Interestingly, comparison of the two sexes’ financial views show that women not only have bigger demands for retirement income, but that they also more often think saving for a pension should begin earlier. Meanwhile, there are more men who say that they invest, and they also tend to allocate larger amounts for investments every month.
“The survey shows that most people in the country would like to maintain the same or similar income to what they currently get. And while naturally everyone has to find their own way to effectively manage their financial life, still, it’s clear that the earlier a person starts thinking about their old-age income, the more chances there are to choose varied forms of saving and investment, and to accumulate a pension over a longer period setting aside a smaller part of their income,” said Dr. Dalia Kolmatsui, Head of Pension Funds & Retail at INVL Asset Management.

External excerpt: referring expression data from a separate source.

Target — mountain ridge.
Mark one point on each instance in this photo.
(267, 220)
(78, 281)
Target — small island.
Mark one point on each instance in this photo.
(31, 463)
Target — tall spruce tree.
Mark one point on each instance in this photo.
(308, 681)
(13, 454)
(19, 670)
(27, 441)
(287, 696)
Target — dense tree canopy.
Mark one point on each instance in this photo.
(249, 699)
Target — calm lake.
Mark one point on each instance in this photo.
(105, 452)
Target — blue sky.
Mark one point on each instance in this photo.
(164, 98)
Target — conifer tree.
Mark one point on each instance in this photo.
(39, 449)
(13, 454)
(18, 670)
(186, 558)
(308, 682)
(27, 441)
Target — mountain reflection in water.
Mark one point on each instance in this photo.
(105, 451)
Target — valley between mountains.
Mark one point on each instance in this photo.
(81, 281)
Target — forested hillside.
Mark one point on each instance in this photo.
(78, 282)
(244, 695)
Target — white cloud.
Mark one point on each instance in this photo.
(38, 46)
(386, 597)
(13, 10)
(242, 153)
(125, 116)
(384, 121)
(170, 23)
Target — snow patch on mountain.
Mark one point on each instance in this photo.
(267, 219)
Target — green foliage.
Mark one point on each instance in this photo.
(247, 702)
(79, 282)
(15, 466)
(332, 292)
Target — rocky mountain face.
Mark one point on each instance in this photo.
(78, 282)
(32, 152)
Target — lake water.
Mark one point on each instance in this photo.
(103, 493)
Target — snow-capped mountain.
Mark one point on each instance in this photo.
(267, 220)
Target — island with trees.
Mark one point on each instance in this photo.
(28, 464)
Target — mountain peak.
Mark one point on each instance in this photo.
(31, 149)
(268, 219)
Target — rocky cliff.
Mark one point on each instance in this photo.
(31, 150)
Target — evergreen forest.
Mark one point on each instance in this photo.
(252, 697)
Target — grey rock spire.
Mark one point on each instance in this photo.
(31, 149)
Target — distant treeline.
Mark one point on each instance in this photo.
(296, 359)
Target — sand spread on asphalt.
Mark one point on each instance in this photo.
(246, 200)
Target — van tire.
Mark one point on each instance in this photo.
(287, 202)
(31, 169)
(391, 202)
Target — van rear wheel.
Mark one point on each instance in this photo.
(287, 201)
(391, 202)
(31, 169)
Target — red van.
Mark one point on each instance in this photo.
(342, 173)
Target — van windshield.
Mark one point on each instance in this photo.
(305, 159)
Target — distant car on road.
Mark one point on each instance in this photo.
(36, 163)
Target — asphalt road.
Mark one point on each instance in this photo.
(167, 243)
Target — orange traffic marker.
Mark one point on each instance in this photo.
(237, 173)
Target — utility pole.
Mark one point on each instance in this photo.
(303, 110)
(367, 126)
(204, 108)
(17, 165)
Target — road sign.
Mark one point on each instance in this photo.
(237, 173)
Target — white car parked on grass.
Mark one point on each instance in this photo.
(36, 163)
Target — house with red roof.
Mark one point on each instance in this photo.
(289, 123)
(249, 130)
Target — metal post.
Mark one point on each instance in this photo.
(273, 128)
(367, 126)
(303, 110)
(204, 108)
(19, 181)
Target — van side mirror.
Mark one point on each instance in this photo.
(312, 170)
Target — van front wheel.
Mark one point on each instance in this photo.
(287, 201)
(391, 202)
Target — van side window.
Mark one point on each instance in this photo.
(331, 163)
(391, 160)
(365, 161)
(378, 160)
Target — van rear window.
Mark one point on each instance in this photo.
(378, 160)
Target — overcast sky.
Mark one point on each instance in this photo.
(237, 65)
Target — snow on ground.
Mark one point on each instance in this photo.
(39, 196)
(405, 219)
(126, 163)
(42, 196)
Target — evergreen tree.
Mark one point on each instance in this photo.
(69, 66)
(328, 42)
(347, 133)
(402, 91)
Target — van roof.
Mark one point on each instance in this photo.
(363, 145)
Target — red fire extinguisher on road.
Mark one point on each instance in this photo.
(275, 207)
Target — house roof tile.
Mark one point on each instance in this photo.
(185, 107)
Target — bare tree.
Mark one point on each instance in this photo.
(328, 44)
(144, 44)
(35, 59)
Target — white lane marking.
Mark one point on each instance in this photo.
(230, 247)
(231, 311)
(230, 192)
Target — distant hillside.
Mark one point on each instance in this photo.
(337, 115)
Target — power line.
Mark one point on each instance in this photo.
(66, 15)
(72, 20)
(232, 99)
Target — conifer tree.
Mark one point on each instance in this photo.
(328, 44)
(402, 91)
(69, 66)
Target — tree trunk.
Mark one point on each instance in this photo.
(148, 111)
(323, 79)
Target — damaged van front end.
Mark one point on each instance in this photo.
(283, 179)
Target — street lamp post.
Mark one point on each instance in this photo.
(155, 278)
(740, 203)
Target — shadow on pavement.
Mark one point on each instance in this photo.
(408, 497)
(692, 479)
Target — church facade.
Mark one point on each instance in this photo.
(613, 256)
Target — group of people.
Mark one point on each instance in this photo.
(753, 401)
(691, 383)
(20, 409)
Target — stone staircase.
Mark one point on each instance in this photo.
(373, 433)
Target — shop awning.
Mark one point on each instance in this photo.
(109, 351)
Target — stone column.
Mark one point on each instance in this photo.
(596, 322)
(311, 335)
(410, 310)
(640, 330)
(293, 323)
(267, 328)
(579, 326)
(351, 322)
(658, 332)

Women more often think saving for old age should start earlier
The survey also revealed that women tend to start looking after their pension earlier. Asked, for example, the latest age when a person should begin accumulating a pension, one in three women (33.5 per cent) indicated that it should be between the ages of 19 and 25. Fewer men held that view: 28.9 per cent of male respondents.
Additionally, while 8.1 per cent of women would recommend starting to save for a pension as soon as one turns 18 and reaches the age of majority, among men only 6.6 per cent held that opinion. Starting to arrange for one's pension between the ages of 26 and 35 is the recommendation of approximately 30 per cent of both men and women, while 16.1 per cent of men suggest beginning to do so between the ages of 36 and 45, compared with 13.5 per cent of women. In Dr. Kolmatsui’s view, it makes sense to set financial goals as early as possible, both as regards the present and for life several decades from now.

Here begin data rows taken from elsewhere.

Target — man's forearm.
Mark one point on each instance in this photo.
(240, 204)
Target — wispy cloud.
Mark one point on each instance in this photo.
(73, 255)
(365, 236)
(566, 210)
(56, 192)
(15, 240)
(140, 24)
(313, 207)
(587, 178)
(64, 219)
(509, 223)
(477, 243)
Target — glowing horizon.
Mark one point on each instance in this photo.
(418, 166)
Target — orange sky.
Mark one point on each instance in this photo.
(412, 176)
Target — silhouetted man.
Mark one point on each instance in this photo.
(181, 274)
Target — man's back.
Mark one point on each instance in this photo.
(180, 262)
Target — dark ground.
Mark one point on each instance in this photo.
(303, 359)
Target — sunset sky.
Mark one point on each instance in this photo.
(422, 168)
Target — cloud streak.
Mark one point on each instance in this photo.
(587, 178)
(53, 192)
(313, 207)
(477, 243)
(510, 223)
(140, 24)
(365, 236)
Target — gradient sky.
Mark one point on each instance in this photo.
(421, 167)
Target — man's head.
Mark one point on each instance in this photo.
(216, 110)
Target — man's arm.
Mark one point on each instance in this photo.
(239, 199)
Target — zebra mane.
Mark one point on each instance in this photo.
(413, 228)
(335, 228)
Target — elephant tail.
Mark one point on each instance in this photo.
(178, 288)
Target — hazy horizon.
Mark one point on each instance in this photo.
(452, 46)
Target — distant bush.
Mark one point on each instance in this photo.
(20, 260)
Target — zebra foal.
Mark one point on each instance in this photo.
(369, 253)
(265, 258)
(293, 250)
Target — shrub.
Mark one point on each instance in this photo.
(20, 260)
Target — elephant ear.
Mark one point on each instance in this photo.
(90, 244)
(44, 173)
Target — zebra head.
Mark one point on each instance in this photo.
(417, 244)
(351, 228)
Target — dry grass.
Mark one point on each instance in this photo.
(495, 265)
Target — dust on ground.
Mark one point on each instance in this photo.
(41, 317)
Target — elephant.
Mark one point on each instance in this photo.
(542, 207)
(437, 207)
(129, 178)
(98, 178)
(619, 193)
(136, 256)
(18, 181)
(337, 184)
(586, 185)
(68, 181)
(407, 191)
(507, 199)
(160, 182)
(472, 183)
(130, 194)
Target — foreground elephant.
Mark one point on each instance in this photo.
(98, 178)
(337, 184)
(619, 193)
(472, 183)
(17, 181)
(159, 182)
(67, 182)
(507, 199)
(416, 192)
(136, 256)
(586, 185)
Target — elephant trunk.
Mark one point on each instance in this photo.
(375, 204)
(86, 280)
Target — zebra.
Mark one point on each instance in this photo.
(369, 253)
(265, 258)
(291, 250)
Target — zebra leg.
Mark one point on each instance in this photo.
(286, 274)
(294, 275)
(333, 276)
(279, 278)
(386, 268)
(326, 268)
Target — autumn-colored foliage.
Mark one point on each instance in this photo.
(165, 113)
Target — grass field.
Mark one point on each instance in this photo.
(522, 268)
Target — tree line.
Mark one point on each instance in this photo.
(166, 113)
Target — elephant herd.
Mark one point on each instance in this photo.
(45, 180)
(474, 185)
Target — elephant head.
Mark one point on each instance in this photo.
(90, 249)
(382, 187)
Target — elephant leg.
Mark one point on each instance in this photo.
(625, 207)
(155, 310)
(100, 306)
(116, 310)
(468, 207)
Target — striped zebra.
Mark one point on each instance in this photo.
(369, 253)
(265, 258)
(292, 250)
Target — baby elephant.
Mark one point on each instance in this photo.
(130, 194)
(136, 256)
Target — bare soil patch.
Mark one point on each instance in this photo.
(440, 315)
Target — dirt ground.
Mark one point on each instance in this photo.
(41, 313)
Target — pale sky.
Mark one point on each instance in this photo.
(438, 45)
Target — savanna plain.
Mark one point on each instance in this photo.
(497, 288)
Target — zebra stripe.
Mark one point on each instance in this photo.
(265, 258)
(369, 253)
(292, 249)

In terms of the sources of income people most often expect to rely on after retirement, the survey revealed that women are more favourably disposed to the opportunity to draw on money accumulated in pension funds during old age, with more than a third of them (36.1 per cent) mentioning such funds as a possible income source. Fewer men gave that answer: 32.7 per cent. It is also interesting that men more often than women contemplate living off savings (35.5 per cent vs 30.9 per cent), while the proportions intending to rely on the state social insurance pension are similar (88.7 per cent of men and 89.8 per cent of women). Among the respondents, 19.6 per cent of women and 20.8 per cent of men intend to work during retirement.

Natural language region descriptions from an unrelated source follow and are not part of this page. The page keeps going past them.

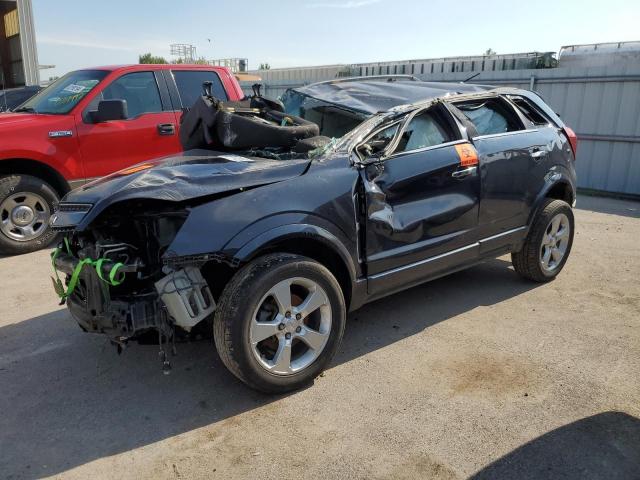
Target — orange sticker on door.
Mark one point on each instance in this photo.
(468, 155)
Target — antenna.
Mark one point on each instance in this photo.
(4, 94)
(471, 77)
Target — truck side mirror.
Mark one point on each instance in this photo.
(111, 110)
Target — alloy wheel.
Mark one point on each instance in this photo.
(24, 216)
(555, 242)
(291, 326)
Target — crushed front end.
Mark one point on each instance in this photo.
(115, 281)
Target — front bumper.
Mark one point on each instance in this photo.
(91, 303)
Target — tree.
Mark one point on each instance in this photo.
(148, 58)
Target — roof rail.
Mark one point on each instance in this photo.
(389, 78)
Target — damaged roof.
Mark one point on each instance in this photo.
(379, 94)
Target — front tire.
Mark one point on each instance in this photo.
(279, 322)
(547, 247)
(26, 204)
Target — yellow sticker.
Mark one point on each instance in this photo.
(468, 155)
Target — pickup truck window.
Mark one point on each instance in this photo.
(65, 93)
(189, 83)
(139, 89)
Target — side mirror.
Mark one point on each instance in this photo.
(373, 148)
(111, 110)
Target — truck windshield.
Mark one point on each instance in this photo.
(64, 94)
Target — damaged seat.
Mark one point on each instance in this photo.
(253, 123)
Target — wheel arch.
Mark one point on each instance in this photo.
(559, 186)
(309, 241)
(34, 168)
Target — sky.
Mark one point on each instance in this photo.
(74, 34)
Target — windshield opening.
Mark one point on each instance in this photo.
(64, 94)
(334, 121)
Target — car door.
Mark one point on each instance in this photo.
(149, 131)
(508, 180)
(421, 202)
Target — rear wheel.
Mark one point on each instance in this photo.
(279, 322)
(548, 244)
(26, 204)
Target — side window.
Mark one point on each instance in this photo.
(424, 130)
(139, 89)
(530, 111)
(378, 141)
(189, 83)
(491, 116)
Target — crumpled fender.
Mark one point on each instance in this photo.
(287, 231)
(557, 174)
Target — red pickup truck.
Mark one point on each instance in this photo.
(87, 124)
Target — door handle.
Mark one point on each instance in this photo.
(166, 129)
(539, 154)
(465, 172)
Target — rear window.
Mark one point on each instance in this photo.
(333, 120)
(491, 116)
(189, 83)
(530, 111)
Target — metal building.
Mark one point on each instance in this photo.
(18, 54)
(595, 89)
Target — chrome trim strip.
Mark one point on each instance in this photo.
(508, 232)
(446, 254)
(425, 149)
(504, 134)
(422, 262)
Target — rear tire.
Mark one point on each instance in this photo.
(26, 204)
(547, 247)
(279, 322)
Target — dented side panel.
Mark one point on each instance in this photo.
(416, 208)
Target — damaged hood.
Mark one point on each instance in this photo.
(190, 175)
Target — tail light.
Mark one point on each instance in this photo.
(573, 139)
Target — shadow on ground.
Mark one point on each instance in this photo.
(66, 399)
(611, 206)
(606, 445)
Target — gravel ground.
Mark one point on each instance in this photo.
(479, 374)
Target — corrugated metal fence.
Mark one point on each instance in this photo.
(601, 104)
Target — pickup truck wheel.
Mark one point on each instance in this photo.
(279, 322)
(26, 204)
(548, 244)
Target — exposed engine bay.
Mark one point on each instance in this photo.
(158, 302)
(120, 280)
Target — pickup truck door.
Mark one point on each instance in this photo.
(150, 131)
(421, 204)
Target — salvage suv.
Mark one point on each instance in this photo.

Men more often make financial decisions on the basis of their own experience
Although women more often favour starting pension accumulation earlier, they less often make financial decisions basing them on their own experience. While 40.6 per cent of men said they makes such decisions themselves, based on their experience, the proportion of women who said they do so was 36.1 per cent. Asked who they most trust for advice on financial matters, 28.7 per cent of women and 23.6 per cent of men indicated they seek the opinion of their spouse. It is interesting that looking at other most often answers in responding to this question, similar proportions of men and women named their parents (13.6 per cent and 11.3 per cent, respectively), consultants at a bank or financial institution (10.2 per cent and 10.7 per cent).
Looking at investing habits, the survey showed that men more often choose to invest: 18.7 per cent of men and 14.3 per cent of women indicated that they make investments. A larger proportion of men said they allocate 51-100 euros a month for investments: 37.5 per cent, versus 27.1 per cent of women. Women, meanwhile, dominate among those who allocate 20 euros or less a month for investments: 12.5 per cent of them invest that amount, versus 4.8 per cent of men. Interestingly, similar numbers of men and women said they invest 21-50 euros and 101-200 euros a month: 21 per cent and 15 per cent, respectively.
The representative survey of investment and saving habits was conducted for INVL Asset Management in February this year by the research company Spinter Tyrimai, which interviewed 1,011 Lithuanian residents aged 18 to 75.
INVL Asset Management is part of Invalda INVL, whose companies manage pension and mutual funds, alternative investments, private equity assets, individual portfolios and other financial instruments. More than 180,000 clients in Lithuania and Latvia as well as international investors have entrusted the group with over 540 million euros of assets.